While waiting for the elevator to arrive, Danny sought to regain some degree of decency by trying to zip up his jacket, but without any success; a bit of the oil-soaked lining had torn loose from the interior, and several saturated clumps of fine silk thread were tangled up hopelessly in the zipper's teeth. There are few things in the world more infuriating than a recalcitrant zipper, and Danny was near to tears with frustration.
The elevator doors opened with a melodic chime, and Danny rushed in, mumbling and swearing, his attention still focused on getting the zip past the Gordian knot of oily silk... but halfway in, he perceived two pairs of feet directly in front of him, one pair in gold-embroidered scarlet and one pair in glossy black patent. He stopped dead in his tracks, looking up to gape at the unfortunate straight couple in furs who were pressed against the back wall, obviously startled by Danny's sudden and unorthodox appearance.

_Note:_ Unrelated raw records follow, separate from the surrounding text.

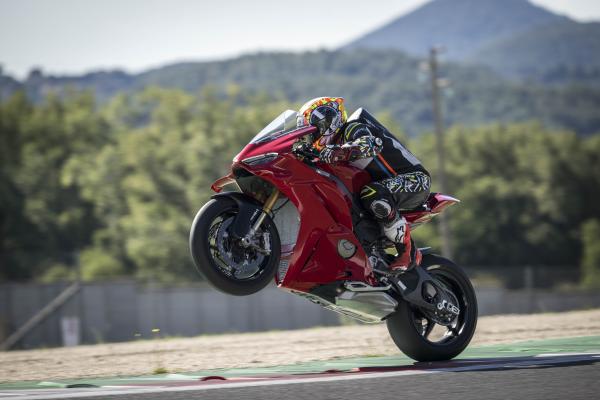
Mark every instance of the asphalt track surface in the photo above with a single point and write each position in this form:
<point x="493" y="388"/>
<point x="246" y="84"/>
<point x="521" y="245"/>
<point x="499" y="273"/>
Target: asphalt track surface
<point x="544" y="376"/>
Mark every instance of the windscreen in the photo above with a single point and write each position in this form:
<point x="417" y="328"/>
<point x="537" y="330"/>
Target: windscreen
<point x="283" y="124"/>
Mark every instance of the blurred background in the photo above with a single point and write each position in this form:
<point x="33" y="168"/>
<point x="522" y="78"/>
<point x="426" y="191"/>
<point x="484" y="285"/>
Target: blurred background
<point x="116" y="116"/>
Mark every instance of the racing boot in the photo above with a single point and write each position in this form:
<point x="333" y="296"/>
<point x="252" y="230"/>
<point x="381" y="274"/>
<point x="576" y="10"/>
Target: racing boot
<point x="398" y="231"/>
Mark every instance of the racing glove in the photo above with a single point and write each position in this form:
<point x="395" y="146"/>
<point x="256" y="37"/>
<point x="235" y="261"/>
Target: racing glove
<point x="363" y="147"/>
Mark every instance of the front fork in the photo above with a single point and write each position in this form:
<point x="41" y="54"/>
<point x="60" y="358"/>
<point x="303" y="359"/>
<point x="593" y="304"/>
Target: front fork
<point x="248" y="240"/>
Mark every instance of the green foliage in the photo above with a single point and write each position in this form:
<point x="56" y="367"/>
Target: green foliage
<point x="379" y="80"/>
<point x="525" y="192"/>
<point x="115" y="188"/>
<point x="590" y="263"/>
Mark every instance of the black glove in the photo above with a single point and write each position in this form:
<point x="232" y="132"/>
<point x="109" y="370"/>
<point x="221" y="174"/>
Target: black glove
<point x="332" y="154"/>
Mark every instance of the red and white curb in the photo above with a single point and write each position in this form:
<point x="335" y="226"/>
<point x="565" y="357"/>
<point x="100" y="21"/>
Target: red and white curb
<point x="362" y="373"/>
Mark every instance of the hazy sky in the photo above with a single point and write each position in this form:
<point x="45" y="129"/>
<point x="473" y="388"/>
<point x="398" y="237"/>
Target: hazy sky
<point x="73" y="36"/>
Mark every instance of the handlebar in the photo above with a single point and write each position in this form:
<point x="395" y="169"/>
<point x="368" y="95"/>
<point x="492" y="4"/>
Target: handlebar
<point x="306" y="152"/>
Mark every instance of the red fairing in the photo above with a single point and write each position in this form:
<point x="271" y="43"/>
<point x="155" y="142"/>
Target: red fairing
<point x="324" y="209"/>
<point x="436" y="203"/>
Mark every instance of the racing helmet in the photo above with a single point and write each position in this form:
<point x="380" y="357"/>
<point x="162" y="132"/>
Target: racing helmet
<point x="327" y="114"/>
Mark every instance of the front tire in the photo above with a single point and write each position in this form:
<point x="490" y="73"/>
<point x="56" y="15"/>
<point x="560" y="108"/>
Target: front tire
<point x="206" y="248"/>
<point x="413" y="336"/>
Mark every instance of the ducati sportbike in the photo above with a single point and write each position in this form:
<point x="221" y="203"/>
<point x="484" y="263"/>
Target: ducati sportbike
<point x="300" y="222"/>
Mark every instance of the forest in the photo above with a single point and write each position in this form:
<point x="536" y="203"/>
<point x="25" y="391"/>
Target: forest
<point x="109" y="189"/>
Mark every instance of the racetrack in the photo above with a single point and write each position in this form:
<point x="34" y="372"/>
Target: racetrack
<point x="266" y="349"/>
<point x="543" y="376"/>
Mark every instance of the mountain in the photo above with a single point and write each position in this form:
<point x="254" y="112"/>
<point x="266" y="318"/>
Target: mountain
<point x="461" y="26"/>
<point x="550" y="52"/>
<point x="514" y="37"/>
<point x="380" y="80"/>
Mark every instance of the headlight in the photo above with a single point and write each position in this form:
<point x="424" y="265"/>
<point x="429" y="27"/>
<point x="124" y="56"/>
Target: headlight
<point x="260" y="159"/>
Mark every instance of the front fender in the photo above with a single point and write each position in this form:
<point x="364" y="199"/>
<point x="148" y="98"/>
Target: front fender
<point x="249" y="209"/>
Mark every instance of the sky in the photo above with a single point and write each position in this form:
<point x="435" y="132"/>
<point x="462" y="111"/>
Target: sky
<point x="77" y="36"/>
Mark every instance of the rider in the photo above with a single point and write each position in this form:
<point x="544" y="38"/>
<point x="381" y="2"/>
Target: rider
<point x="399" y="181"/>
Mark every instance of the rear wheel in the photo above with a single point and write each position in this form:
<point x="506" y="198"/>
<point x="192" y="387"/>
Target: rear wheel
<point x="416" y="331"/>
<point x="228" y="264"/>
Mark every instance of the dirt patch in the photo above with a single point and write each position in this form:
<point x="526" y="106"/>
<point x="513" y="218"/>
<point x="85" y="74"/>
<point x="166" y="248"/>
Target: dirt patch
<point x="266" y="349"/>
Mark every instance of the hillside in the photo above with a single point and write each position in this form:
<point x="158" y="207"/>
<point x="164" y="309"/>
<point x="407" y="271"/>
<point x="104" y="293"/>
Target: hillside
<point x="514" y="37"/>
<point x="461" y="26"/>
<point x="380" y="80"/>
<point x="554" y="51"/>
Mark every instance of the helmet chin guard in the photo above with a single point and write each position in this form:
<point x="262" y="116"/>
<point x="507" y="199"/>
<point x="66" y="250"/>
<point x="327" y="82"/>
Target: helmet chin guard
<point x="327" y="114"/>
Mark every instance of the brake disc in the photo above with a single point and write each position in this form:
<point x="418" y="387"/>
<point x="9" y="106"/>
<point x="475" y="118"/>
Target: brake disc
<point x="245" y="262"/>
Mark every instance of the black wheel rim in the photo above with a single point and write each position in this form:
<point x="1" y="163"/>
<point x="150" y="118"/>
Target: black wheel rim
<point x="230" y="258"/>
<point x="435" y="333"/>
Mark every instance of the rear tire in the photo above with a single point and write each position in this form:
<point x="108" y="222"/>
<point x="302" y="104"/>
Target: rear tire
<point x="204" y="259"/>
<point x="408" y="335"/>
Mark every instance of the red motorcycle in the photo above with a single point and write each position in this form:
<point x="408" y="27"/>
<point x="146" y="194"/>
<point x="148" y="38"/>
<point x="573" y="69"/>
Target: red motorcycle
<point x="299" y="221"/>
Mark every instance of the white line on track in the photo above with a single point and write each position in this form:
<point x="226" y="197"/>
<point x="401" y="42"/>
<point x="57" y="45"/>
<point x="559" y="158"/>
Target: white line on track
<point x="79" y="393"/>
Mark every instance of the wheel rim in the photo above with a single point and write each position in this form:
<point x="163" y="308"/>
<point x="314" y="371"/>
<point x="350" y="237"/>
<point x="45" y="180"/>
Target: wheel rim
<point x="230" y="258"/>
<point x="435" y="333"/>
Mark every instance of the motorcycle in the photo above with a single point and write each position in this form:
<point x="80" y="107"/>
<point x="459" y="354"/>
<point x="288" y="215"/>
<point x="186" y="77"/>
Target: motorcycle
<point x="299" y="222"/>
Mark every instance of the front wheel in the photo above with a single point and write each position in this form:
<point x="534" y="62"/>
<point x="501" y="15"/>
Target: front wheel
<point x="230" y="265"/>
<point x="416" y="333"/>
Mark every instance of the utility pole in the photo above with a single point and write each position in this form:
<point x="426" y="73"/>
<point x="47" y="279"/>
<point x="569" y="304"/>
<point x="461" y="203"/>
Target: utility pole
<point x="439" y="134"/>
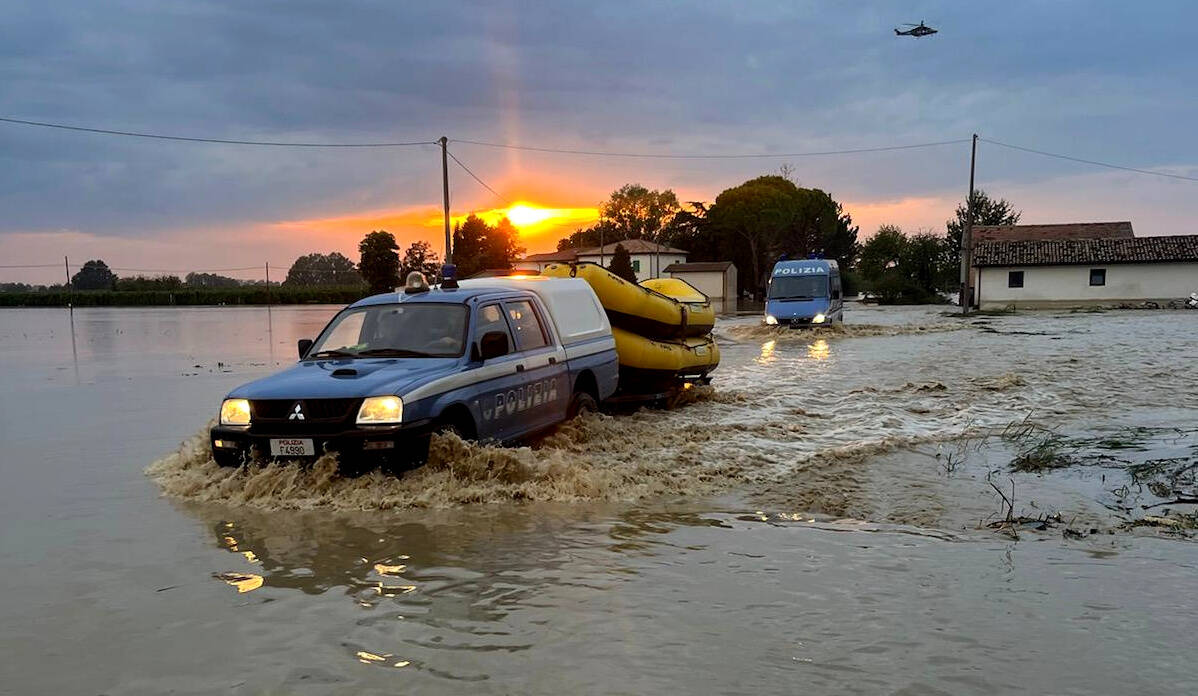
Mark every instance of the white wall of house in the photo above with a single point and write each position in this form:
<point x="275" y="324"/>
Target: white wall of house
<point x="1070" y="285"/>
<point x="645" y="265"/>
<point x="720" y="286"/>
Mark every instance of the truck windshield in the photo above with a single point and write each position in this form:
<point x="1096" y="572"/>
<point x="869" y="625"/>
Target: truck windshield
<point x="434" y="331"/>
<point x="798" y="286"/>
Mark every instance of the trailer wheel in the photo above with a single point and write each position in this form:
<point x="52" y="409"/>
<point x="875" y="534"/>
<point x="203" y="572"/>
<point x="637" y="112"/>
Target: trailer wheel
<point x="581" y="403"/>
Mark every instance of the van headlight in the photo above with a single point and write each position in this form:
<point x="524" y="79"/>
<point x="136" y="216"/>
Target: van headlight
<point x="235" y="412"/>
<point x="381" y="411"/>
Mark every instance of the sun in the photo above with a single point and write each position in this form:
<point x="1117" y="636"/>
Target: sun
<point x="522" y="215"/>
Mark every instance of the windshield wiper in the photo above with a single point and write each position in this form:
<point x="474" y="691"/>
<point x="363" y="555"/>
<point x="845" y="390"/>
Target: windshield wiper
<point x="394" y="353"/>
<point x="331" y="353"/>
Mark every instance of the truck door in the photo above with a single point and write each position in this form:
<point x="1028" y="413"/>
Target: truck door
<point x="545" y="394"/>
<point x="503" y="377"/>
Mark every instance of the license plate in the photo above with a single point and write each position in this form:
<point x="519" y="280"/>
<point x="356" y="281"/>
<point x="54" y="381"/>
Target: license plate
<point x="292" y="447"/>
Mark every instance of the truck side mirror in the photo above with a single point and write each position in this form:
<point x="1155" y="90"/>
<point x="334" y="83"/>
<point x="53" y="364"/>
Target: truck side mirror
<point x="494" y="344"/>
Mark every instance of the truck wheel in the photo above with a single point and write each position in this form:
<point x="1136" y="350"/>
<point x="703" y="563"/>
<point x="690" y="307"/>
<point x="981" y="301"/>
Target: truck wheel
<point x="581" y="403"/>
<point x="228" y="459"/>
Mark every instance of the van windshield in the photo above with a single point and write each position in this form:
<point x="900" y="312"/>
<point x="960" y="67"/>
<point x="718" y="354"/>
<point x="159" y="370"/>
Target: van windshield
<point x="425" y="330"/>
<point x="798" y="286"/>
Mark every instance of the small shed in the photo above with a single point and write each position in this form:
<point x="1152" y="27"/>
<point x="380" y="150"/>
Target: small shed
<point x="717" y="279"/>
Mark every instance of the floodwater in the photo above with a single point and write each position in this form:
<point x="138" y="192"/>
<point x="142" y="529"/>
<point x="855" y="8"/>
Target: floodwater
<point x="821" y="521"/>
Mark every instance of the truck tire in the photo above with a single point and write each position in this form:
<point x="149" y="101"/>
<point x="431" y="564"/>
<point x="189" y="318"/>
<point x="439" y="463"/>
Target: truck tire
<point x="581" y="403"/>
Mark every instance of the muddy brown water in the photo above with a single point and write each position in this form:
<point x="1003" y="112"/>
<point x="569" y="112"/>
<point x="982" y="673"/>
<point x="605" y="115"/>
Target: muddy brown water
<point x="794" y="530"/>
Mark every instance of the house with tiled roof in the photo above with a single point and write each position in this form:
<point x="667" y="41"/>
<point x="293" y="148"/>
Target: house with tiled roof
<point x="1079" y="265"/>
<point x="649" y="259"/>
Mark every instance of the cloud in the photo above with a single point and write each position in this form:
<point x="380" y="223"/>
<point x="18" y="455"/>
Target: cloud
<point x="1096" y="79"/>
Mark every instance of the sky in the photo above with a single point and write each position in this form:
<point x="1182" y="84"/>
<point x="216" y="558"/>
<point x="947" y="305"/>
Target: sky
<point x="1101" y="80"/>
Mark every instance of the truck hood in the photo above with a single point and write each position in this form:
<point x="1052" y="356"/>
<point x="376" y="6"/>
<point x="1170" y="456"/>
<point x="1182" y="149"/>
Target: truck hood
<point x="345" y="379"/>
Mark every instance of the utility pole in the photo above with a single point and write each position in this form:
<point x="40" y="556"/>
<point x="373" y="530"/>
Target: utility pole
<point x="967" y="235"/>
<point x="445" y="188"/>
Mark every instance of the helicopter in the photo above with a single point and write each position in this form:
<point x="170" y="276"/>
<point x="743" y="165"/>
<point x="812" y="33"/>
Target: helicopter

"Oh! Pardon me," Danny gasped out after a long moment of just staring like a deer caught in headlights, and started to back out of the elevator... only to bump up against the now-closed doors. To make matters worse, the elevator started moving upward, rather than down. Worse still, Danny recognized the couple immediately: it was the beautiful A-List pair he'd discussed with Parker Weintraub over lunch while perusing the society pages, the tall red-headed woman wearing a floor-length chinchilla cape and the slightly shorter brown-haired boy in a sable trench-coat.
Danny felt the blood mounting in his face and neck as he blushed furiously; mumbling an apology, he quickly spun around to face the button panel and started pushing on the Lobby button repeatedly. These people are going to recognize me any minute now, Danny thought miserably, and if not now, at the next Social function we attend. It will get around that I run loose in luxury apartment buildings half-naked and drenched in oil, and my reputation will be shot to Hell.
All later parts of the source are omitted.